L'infirmière Libérale Magazine n° 342 du 01/12/2017

 

Édito

Mathieu Hautemulle  

Les professions de santé ne font pas partie des secteurs les plus touchés par la consommation de substances psychoactives, licites, illicites ou médicamenteuses, en lien avec le travail. Mais le phénomène existe. Il a été étudié chez les anesthésistes-réanimateurs(1), moins chez les IDE. Votre santé au travail est l’un de nos chevaux de bataille, nous avons donc planché. Avec deux ambitions. D’abord celle d’écouter sans juger, d’expliquer sans justifier. Puis de recenser les solutions. Mais en libéral, les ressources manquent, encore plus que dans le monde de l’entreprise. Le récent rapport de l’Académie nationale de médecine(2) insiste ainsi sur… le rôle du médecin du travail. Autre écueil : cet avis ne s’attaque pas réellement aux racines des addictions. Il s’attarde plus sur leurs effets, comme la perte de production, que sur leurs causes, entre autres la hausse de la productivité. L’une des raisons qui poussent ou plongent certains travailleurs dans l’addiction, c’est en effet la nécessité de tenir face à des cadences toujours plus frénétiques. « Le rythme du travail s’est intensifié au-delà des limites du corps et du psychisme », analyse Marie Pezé, docteur en psychologie(3), avec l’épuisement professionnel comme « rançon de la nouvelle économie de marché ». Cette responsable du réseau Souffrance et travail prend l’exemple de l’hôpital où, pour un chirurgien, le nombre de patients devient un nombre d’actes, et un motif de compétition. La politique du chiffre peut pousser au dopage.

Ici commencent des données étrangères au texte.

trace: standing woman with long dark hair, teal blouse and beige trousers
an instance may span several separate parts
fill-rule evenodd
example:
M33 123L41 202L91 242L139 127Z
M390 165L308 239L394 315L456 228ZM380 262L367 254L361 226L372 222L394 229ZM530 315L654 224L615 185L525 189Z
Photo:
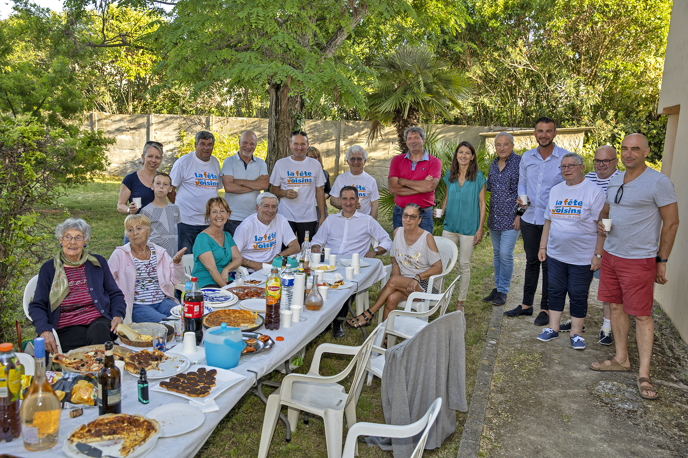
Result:
M447 196L442 202L446 237L459 249L459 299L463 308L471 281L471 255L473 247L482 240L485 225L485 176L477 168L475 148L469 141L462 141L454 150L451 167L444 175ZM460 309L457 309L460 310Z

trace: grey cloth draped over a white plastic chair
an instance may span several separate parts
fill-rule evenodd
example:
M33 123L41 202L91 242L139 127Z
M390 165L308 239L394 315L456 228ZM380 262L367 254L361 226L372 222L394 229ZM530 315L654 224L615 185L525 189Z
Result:
M456 431L456 411L468 411L466 402L466 320L452 312L432 321L412 339L385 354L382 400L386 424L411 424L420 419L436 398L442 410L430 430L425 448L442 446ZM408 458L418 437L367 437L369 446L392 450L394 458Z

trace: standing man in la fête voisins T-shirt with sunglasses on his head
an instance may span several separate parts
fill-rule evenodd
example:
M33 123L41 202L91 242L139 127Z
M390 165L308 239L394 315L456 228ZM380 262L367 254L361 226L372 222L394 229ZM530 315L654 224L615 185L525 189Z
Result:
M289 144L292 155L279 159L270 175L270 190L280 199L277 213L287 218L292 230L297 233L299 247L305 239L305 231L312 238L320 225L325 222L325 175L317 159L306 156L308 136L305 132L292 133ZM320 209L320 221L315 205Z

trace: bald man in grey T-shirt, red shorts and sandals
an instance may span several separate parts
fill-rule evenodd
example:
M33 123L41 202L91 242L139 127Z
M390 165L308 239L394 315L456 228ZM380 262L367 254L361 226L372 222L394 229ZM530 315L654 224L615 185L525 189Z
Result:
M654 322L654 284L667 283L667 258L678 229L678 204L669 177L647 167L647 138L631 134L621 142L626 171L612 177L597 231L606 236L597 299L612 308L616 354L590 365L594 371L630 371L628 315L636 321L638 342L638 393L656 399L659 393L649 378ZM612 220L607 232L603 219Z

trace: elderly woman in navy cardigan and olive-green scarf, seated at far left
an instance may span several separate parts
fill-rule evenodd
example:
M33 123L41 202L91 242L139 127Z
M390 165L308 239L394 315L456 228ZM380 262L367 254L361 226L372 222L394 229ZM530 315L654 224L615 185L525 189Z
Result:
M91 227L69 218L55 229L60 241L55 257L41 266L29 315L45 350L58 353L117 339L114 331L127 311L125 295L105 257L86 251Z

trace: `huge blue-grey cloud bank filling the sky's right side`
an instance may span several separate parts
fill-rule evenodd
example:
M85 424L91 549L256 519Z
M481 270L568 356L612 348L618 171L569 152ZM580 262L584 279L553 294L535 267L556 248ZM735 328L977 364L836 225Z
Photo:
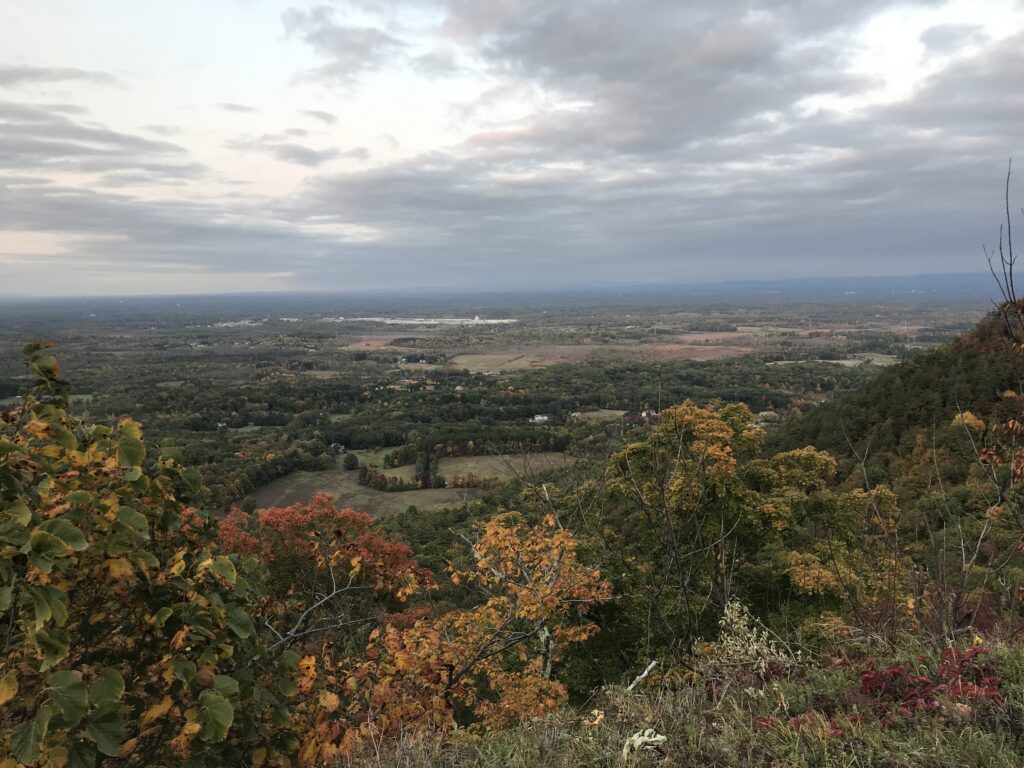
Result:
M692 29L694 4L642 5L456 4L447 33L504 87L540 83L579 105L312 180L290 215L386 232L382 258L404 252L455 284L983 268L1022 148L1024 35L845 116L803 99L876 85L831 48L865 17L850 4L746 16L707 3ZM955 51L975 34L926 38Z

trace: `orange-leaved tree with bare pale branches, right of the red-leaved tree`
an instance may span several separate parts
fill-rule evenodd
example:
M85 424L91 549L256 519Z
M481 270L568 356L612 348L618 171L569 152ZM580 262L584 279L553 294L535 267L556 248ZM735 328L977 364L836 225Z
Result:
M451 578L477 590L480 604L408 627L385 624L365 658L310 669L321 693L302 750L307 764L402 729L444 732L467 719L501 725L564 702L553 666L597 631L588 613L610 599L609 585L580 562L573 536L554 518L527 525L500 515L467 545L469 561Z

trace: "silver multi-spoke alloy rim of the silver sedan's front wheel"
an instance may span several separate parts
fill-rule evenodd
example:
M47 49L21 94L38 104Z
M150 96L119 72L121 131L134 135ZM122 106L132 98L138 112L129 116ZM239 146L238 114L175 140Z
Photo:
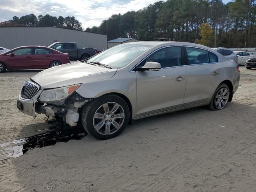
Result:
M116 102L108 102L100 106L93 117L94 129L102 135L110 135L118 131L124 123L124 109Z

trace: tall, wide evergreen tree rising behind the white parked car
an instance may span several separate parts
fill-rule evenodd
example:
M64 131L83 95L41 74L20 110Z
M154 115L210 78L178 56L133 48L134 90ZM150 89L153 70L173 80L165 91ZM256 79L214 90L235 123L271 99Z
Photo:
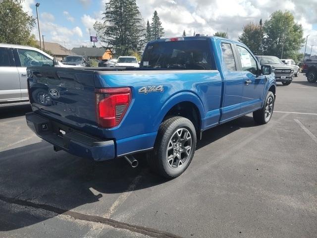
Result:
M146 33L136 0L109 0L103 14L103 22L96 22L94 28L106 47L116 56L142 51Z

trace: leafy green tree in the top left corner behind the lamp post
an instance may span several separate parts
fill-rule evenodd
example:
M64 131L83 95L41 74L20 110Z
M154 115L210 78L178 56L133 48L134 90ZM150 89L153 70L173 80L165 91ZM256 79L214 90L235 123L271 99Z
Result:
M34 25L20 0L0 0L0 43L27 45Z

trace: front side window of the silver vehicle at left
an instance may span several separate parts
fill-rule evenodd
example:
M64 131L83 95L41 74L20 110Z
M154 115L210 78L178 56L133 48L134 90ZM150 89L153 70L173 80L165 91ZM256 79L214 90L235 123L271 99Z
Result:
M18 54L22 67L53 66L53 60L37 51L18 49Z

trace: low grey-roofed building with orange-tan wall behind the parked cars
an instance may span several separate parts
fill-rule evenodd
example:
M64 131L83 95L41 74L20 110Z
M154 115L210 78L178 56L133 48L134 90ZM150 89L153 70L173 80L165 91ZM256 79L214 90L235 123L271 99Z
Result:
M79 48L73 48L71 51L78 56L87 56L90 59L96 59L96 60L112 59L111 50L104 47L100 47L100 48L79 47Z

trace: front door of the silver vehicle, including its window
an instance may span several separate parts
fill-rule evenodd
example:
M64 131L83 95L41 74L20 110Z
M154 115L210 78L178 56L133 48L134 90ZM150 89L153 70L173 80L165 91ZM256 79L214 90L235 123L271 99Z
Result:
M53 60L30 49L14 49L14 57L18 62L21 85L21 100L29 100L26 68L30 66L53 66Z

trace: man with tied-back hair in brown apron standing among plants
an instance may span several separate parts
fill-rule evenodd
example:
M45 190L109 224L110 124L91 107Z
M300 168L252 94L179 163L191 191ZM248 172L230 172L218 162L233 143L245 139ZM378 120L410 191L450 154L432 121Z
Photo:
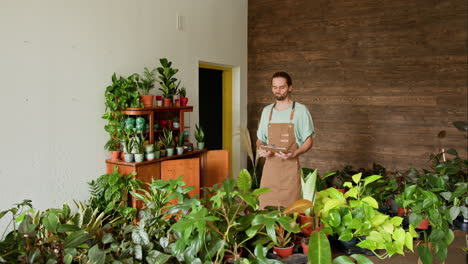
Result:
M307 107L292 101L292 89L288 73L273 74L271 90L276 102L263 109L257 130L258 152L266 158L260 187L272 190L260 196L262 208L287 207L301 199L299 156L312 147L315 131Z

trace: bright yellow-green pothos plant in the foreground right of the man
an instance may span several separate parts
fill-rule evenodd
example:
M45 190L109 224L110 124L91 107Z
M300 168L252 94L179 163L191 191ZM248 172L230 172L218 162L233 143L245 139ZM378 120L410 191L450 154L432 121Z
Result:
M377 201L365 195L366 186L382 176L371 175L365 179L361 176L361 173L355 174L352 182L343 184L349 188L345 194L334 188L317 194L314 211L325 224L322 230L337 234L342 241L365 237L357 246L373 251L382 259L395 253L404 255L404 248L412 251L413 237L416 236L414 228L410 226L409 231L405 231L403 218L380 213ZM377 249L384 250L384 253L378 254Z

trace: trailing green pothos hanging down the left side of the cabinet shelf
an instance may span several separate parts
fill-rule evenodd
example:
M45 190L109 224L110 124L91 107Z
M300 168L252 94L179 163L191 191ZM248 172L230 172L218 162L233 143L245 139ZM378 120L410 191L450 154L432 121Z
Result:
M112 84L107 86L104 93L106 98L106 112L102 118L107 120L104 130L109 134L109 140L104 145L107 150L117 150L122 140L123 115L122 111L128 107L143 107L138 92L137 74L128 78L116 74L112 75Z

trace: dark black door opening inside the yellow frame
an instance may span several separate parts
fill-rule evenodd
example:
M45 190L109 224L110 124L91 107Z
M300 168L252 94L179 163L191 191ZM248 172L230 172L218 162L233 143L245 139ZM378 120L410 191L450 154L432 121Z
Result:
M205 132L205 148L223 149L223 71L199 68L199 125Z

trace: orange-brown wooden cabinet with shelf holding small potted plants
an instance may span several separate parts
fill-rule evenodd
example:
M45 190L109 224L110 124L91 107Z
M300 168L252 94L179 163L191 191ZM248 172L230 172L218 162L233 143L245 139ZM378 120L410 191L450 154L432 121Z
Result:
M184 114L192 111L192 106L129 108L123 111L123 114L146 116L149 123L148 140L150 143L154 143L158 134L162 132L161 129L154 129L155 122L170 115L178 116L180 127L172 130L181 135L184 129L187 128L184 125ZM122 174L137 173L136 178L147 183L153 179L176 179L182 175L182 179L187 186L195 187L189 194L200 196L202 195L200 192L201 187L210 187L215 183L221 183L227 177L229 173L229 152L227 150L207 151L206 149L194 149L181 155L138 163L106 160L107 173L112 173L115 166ZM136 208L142 206L141 201L136 200L132 201L132 205Z

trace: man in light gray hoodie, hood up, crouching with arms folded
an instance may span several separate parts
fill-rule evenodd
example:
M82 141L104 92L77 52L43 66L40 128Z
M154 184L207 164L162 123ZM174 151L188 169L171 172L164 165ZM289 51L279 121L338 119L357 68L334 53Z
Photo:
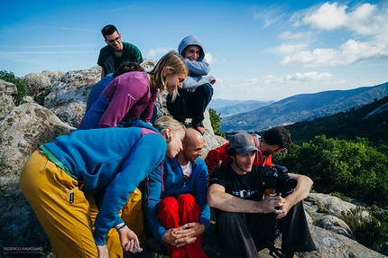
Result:
M189 67L189 76L183 82L183 87L178 89L175 100L172 100L171 95L167 96L167 109L182 123L186 118L191 118L191 126L203 135L204 112L213 96L212 85L216 78L208 76L210 65L205 60L202 43L196 36L189 35L180 41L178 52Z

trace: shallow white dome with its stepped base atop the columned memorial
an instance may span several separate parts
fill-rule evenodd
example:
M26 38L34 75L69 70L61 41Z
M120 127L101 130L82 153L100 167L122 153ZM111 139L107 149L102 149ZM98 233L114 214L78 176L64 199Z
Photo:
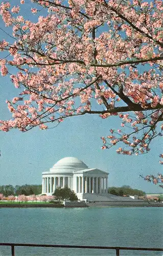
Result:
M88 166L76 157L64 157L53 165L51 172L73 173L75 170L86 169Z

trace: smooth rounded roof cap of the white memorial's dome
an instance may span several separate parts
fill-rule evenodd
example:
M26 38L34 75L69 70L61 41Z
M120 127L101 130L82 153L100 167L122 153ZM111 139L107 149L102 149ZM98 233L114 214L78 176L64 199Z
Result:
M80 169L85 169L88 168L88 166L83 163L81 160L79 160L76 157L64 157L60 159L57 163L54 164L53 168L64 168L64 169L69 169L69 168L80 168Z

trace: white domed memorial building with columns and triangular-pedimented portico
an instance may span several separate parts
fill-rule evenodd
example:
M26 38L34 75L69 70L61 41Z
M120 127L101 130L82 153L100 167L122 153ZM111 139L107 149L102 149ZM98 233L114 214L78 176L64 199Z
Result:
M86 195L107 193L108 173L88 166L76 157L64 157L42 173L42 194L52 195L58 187L69 187L78 199Z

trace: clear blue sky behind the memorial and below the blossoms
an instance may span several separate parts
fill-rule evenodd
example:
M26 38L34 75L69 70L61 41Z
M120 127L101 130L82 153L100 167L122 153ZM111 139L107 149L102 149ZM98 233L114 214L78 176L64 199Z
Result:
M14 1L14 4L19 4L19 1ZM28 8L31 8L29 1ZM25 11L27 13L26 8ZM2 20L0 27L4 28ZM1 34L0 40L2 38L6 38L6 35ZM0 119L4 120L11 118L5 101L17 96L19 89L14 88L9 77L1 76L0 87ZM46 131L36 128L26 133L18 130L0 132L0 185L41 184L43 171L51 168L61 158L73 156L89 167L109 172L109 186L130 185L147 193L161 193L162 189L158 186L138 178L140 174L161 172L158 157L162 153L160 138L152 142L148 154L141 156L118 155L115 152L116 146L110 150L101 150L100 137L108 135L110 128L118 129L119 124L117 117L101 119L98 115L86 115L67 118L55 129Z

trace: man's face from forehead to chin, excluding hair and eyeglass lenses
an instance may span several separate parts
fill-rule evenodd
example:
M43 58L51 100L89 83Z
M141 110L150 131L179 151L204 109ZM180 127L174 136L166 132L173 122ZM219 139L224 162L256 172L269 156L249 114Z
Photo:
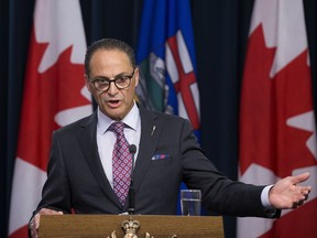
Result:
M119 50L98 50L90 61L90 79L107 77L113 79L122 75L131 75L133 67L124 52ZM105 91L98 91L86 76L86 86L92 94L100 110L113 120L123 119L133 107L135 87L139 84L139 69L135 68L128 88L118 89L111 83Z

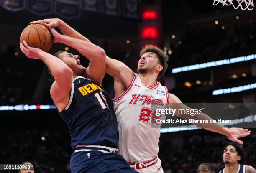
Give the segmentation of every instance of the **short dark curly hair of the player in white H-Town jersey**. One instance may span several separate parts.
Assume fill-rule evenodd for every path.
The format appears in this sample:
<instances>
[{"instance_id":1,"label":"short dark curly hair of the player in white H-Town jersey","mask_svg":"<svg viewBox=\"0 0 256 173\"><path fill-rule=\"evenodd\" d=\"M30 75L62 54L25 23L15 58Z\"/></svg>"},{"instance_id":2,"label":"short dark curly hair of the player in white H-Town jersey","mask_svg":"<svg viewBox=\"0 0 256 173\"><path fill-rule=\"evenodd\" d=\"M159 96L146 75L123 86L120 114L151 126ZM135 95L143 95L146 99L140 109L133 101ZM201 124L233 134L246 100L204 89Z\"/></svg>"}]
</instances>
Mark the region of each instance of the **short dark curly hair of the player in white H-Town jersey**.
<instances>
[{"instance_id":1,"label":"short dark curly hair of the player in white H-Town jersey","mask_svg":"<svg viewBox=\"0 0 256 173\"><path fill-rule=\"evenodd\" d=\"M168 67L167 61L169 60L168 56L166 54L164 54L164 52L157 46L153 46L153 45L146 45L145 48L143 48L141 50L140 56L143 55L143 53L146 52L154 52L156 53L160 64L163 66L163 70L161 70L158 74L158 77L162 77L164 76L164 73Z\"/></svg>"}]
</instances>

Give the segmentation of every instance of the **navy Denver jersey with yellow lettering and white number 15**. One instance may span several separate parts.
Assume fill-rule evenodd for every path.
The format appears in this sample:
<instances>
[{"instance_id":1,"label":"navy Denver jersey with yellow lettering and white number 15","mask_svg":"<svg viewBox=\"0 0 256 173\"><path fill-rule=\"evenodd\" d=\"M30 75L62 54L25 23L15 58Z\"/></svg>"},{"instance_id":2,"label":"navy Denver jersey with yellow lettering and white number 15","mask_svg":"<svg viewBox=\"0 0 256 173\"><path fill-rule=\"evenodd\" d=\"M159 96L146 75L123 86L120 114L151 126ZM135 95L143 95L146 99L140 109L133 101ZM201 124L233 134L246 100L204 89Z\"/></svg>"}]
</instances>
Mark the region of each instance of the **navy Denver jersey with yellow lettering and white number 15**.
<instances>
[{"instance_id":1,"label":"navy Denver jersey with yellow lettering and white number 15","mask_svg":"<svg viewBox=\"0 0 256 173\"><path fill-rule=\"evenodd\" d=\"M96 82L76 77L69 103L59 114L69 128L73 149L81 144L118 148L118 122L113 102Z\"/></svg>"}]
</instances>

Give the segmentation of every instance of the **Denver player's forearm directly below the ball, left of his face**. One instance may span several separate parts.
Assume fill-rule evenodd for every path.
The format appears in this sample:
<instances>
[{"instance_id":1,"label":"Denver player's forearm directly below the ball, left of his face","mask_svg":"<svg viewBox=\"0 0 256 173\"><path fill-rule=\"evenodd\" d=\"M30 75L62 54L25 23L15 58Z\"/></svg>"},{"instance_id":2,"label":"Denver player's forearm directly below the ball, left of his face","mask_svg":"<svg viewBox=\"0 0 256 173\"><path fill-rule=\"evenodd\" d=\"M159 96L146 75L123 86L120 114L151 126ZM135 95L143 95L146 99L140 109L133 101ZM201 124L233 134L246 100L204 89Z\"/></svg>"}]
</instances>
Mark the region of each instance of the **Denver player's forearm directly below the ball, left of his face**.
<instances>
[{"instance_id":1,"label":"Denver player's forearm directly below the ball, left of his face","mask_svg":"<svg viewBox=\"0 0 256 173\"><path fill-rule=\"evenodd\" d=\"M40 59L49 67L51 73L55 78L63 75L73 75L72 70L61 59L46 53L40 53Z\"/></svg>"}]
</instances>

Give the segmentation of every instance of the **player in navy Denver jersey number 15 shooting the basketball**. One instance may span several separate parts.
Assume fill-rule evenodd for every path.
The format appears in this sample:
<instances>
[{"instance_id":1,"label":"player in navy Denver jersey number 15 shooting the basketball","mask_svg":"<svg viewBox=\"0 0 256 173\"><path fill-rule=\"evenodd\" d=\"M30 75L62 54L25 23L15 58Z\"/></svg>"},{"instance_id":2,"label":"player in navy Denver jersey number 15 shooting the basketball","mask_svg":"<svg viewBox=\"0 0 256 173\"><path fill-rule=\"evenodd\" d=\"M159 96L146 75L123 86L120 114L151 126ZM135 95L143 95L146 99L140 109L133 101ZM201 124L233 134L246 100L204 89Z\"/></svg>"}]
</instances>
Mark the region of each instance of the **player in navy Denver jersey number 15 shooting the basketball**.
<instances>
[{"instance_id":1,"label":"player in navy Denver jersey number 15 shooting the basketball","mask_svg":"<svg viewBox=\"0 0 256 173\"><path fill-rule=\"evenodd\" d=\"M74 153L70 160L72 173L136 173L118 154L118 124L112 101L102 88L105 76L105 51L89 42L64 36L51 28L54 42L77 49L90 60L88 68L80 65L78 55L60 51L55 56L25 41L21 51L41 59L54 76L51 98L66 122ZM90 79L89 79L90 78Z\"/></svg>"}]
</instances>

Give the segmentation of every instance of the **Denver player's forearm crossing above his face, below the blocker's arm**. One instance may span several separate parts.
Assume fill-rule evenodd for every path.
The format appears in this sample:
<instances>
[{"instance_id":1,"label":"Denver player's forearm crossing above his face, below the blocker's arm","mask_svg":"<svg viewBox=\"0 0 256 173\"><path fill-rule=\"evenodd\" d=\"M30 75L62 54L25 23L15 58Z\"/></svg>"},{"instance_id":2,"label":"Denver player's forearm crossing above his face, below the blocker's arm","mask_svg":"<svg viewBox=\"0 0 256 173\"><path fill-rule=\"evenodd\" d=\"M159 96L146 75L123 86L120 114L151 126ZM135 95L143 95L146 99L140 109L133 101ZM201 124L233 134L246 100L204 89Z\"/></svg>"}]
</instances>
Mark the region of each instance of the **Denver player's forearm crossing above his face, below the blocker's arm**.
<instances>
[{"instance_id":1,"label":"Denver player's forearm crossing above his face, below the blocker's arm","mask_svg":"<svg viewBox=\"0 0 256 173\"><path fill-rule=\"evenodd\" d=\"M66 44L76 49L89 60L91 59L103 60L106 57L105 51L102 48L90 42L83 41L77 38L72 38L65 35L61 35L58 40L60 43Z\"/></svg>"}]
</instances>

(1) 10,9 % de ces médecins sont abuseurs ou dépendants d’au moins une substance autre que le tabac, selon une étude publiée en 2005 dans les Annales françaises d’anesthésie et de réanimation.

(2) Sur les addictions dans le monde professionnel, publié en octobre sur www.academie-medecine.fr

(3) Lors d’un colloque organisé par l’association Additra, la Fédération Addiction, l’Irema et la Mildeca, le 13/11 à Montrouge (Hauts-de-Seine).